A reforma e ampliação da Unidade Mista de Saúde Ana Nery, localizada na Vila Campinas, no município de Plácido de Castro, em execução pelo governo do Estado por meio da Secretaria de Infraestrutura (Seinfra), equivale a um investimento de quase R$ 4 milhões, com criação de novos postos de trabalho, incremento na economia com compras no comércio local, contratação de serviços, fim da espera de mais de 30 anos pelos investimentos, e esperança de atendimento digno para a população.

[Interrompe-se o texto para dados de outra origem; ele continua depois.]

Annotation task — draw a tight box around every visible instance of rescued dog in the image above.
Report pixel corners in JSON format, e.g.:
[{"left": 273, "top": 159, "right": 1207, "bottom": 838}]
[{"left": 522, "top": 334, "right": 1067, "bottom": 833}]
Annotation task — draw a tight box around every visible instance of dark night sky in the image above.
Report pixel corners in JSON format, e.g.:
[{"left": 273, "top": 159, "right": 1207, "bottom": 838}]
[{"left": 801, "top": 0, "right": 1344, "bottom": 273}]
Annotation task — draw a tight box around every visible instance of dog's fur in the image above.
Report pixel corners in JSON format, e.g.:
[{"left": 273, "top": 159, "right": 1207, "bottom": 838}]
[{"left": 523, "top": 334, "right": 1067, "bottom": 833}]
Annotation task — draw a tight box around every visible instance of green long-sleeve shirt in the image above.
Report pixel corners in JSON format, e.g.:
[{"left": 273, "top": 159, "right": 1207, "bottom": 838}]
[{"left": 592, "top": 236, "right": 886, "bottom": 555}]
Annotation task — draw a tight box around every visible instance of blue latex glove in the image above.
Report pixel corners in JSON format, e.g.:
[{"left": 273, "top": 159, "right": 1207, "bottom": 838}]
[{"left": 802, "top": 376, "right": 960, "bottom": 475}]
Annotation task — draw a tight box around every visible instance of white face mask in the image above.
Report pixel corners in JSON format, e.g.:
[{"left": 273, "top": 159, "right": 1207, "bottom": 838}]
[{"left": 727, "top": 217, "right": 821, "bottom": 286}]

Em pleno andamento desde o início de abril, as obras de reforma correspondem a R$ 2,840 milhões e a ampliação está orçada em R$775 mil, com utilização da mão de obra local, gerando 15 empregos diretos até o momento. Prioriza a compra de materiais como cimento, areia e brita do comércio da Vila, assim como a contratação de serviços em refeições das empresas locais.

Serviços foram iniciados pela Secretaria Estadual de Infraestrutura durante o mês de abril e estão em andamento. Foto: Cleiton Lopes/Secom

A área que está sendo reformada corresponde a 1.242 metros quadrados e a ampliação é de 414 metros quadrados. Ambos os serviços não interferem no atendimento à população, que demonstra esperança e contentamento com a obra no hospital de Campinas, como se referem à unidade.

O tempo de espera por esses investimentos corresponde a pelo menos 35 anos, tempo que transcorreu desde a construção do hospital, já que  nunca passou por uma reforma, conforme relata o morador Gildomar Oliveira, o “charqueiro”, que é paciente oncológico e faz tratamento na unidade.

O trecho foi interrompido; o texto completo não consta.